Ils sont omniprésents et extrêmement addictifs. Mais les réseaux sociaux numériques sont-ils aussi puissants que médias et experts le laissent entendre ?

Le tout premier chapitre, intitulé « Les réseaux : un nouveau concept, une vieille histoire », donne d’emblée un peu de recul.

L’ouvrage en question, est signé par Pierre Mercklé*, maître de conférences en sociologie à l’ENS (école Normale Supérieure) de Lyon, et membre de l’équipe « Dispositions, pouvoirs, cultures et socialisations » (DPCS) du Centre Max-Weber.

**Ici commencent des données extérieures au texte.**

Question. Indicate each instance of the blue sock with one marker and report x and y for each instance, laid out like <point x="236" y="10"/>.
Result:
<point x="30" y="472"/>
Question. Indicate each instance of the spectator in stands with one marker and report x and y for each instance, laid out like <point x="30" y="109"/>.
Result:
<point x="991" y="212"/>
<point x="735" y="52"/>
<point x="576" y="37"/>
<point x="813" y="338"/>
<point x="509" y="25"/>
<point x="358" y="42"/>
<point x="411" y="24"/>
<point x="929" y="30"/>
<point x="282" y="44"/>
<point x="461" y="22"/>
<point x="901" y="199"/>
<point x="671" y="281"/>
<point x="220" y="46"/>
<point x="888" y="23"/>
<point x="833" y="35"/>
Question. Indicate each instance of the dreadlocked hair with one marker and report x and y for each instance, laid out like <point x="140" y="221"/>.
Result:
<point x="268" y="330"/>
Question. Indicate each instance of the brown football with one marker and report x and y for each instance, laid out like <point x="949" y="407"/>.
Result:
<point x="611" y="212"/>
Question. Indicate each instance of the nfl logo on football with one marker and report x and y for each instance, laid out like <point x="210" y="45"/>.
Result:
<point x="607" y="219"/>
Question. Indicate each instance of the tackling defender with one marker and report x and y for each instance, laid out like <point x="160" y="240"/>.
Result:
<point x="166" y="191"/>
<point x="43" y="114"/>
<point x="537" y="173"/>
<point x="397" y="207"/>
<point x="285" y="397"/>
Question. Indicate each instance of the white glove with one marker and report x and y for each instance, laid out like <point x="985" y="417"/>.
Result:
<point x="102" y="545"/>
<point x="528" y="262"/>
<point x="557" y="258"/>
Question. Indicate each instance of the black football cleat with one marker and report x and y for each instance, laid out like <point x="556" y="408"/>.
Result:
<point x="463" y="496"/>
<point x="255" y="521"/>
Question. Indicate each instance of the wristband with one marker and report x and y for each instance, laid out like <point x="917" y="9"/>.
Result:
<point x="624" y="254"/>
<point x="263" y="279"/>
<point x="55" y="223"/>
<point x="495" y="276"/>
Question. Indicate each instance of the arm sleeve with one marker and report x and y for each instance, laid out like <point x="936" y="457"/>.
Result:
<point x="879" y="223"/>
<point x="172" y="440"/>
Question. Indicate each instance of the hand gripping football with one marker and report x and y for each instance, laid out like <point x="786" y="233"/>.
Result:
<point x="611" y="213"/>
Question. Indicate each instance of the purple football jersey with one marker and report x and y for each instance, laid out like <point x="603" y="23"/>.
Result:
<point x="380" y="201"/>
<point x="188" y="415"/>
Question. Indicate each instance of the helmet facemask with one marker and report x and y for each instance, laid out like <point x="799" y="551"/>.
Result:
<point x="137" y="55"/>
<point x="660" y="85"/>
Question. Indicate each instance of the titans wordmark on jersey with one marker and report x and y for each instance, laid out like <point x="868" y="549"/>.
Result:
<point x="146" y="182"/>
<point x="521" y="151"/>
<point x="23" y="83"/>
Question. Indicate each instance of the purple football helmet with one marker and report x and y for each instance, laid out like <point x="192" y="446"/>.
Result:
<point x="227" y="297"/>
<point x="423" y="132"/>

Un sociologue pur et dur qui, pour décrire et analyser des faits banals pour le commun des mortels (des gens qui échangent des informations et créent de fait un réseau informel) utilise des termes et concepts relativement complexes.

Son sujet d’étude est néanmoins passionnant, il revient à s’intéresser aux « chorégraphies sociales » que nous créons et entretenons en tout lieu et en toute circonstance, même en l’absence de Wifi ou de 4G. La question qui nous intéresse est la suivante : l’omniprésence des réseaux sociaux numériques est-elle synonyme de toute puissance ?

Whatsapp, Tik Tok, Instagram et autres prennent-ils l’ascendant sur les réseaux informels de la sphère privée (nos amis, nos connaissances de quartier, les personnes que nous côtoyons dans telle activité de loisir, au travail…) voire sur les réseaux traditionnels, organisés pour peser à différents niveaux dans la société (syndicats patronaux et salariés, association de défense de l’environnement etc.) ? Pas sûr. Éléments de réponse.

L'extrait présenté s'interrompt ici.